Its Role as a Health Indicator
Elevated D-arabinitol levels serve as a diagnostic marker for certain types of fungal infections, particularly invasive candidiasis. This severe infection, caused by Candida species, can affect various body parts, including blood, heart, brain, and bones. Fungi produce D-arabinitol as a metabolite; during overgrowth or systemic infection, it accumulates and is excreted.
Elevated serum or urinary D-arabinitol levels correlate with systemic invasive candidiasis in immunocompromised individuals. This includes patients undergoing chemotherapy, transplant recipients, and those in intensive care units, who are at higher risk. Detecting D-arabinitol can aid diagnosis, sometimes days or weeks before traditional blood cultures yield positive results.
While heavily associated with Candida infections, elevated D-arabinitol is not exclusively specific to this condition. Other factors, such as dietary intake of pentose sugars or certain bacterial infections, can also influence D-arabinitol levels. Its measurement is therefore used in conjunction with other clinical findings and laboratory tests to establish a definitive diagnosis.

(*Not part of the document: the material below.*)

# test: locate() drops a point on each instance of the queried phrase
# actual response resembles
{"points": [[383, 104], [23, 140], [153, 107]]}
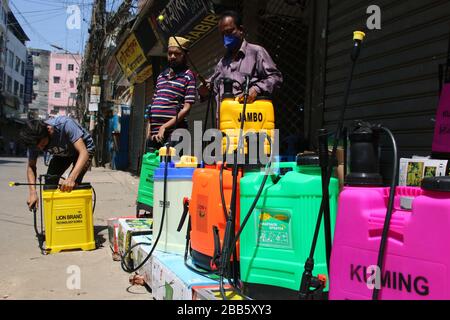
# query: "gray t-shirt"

How D-Arabinitol Levels Are Assessed
D-arabinitol levels are typically assessed through laboratory tests, most commonly using urine or blood samples. Urine testing, often part of an Organic Acids Test (OAT), measures the levels of various metabolites, including D-arabinitol. Blood tests can also be performed, although urine is frequently chosen due to the higher concentration of D-arabinitol found in urine compared to serum.
The general process for a patient involves providing a urine sample, which is then analyzed using techniques such as gas chromatography-mass spectrometry (GC-MS) or high-performance liquid chromatography (HPLC). These methods are capable of accurately detecting even small increases in D-arabinitol levels. To account for variations in urine concentration, the D-arabinitol level is often reported as a ratio to creatinine, providing a normalized value for comparison.
Medical professionals, such as infectious disease specialists or those managing immunocompromised patients, might order this test. Elevated D-arabinitol levels typically suggest an active Candida infection or overgrowth. For instance, a reference value for D-arabinitol in urine is often considered to be less than or equal to 73 mcg/mg creatinine. However, results require interpretation by healthcare professionals, who consider them alongside a patient’s symptoms, medical history, and other diagnostic findings to form a comprehensive clinical picture.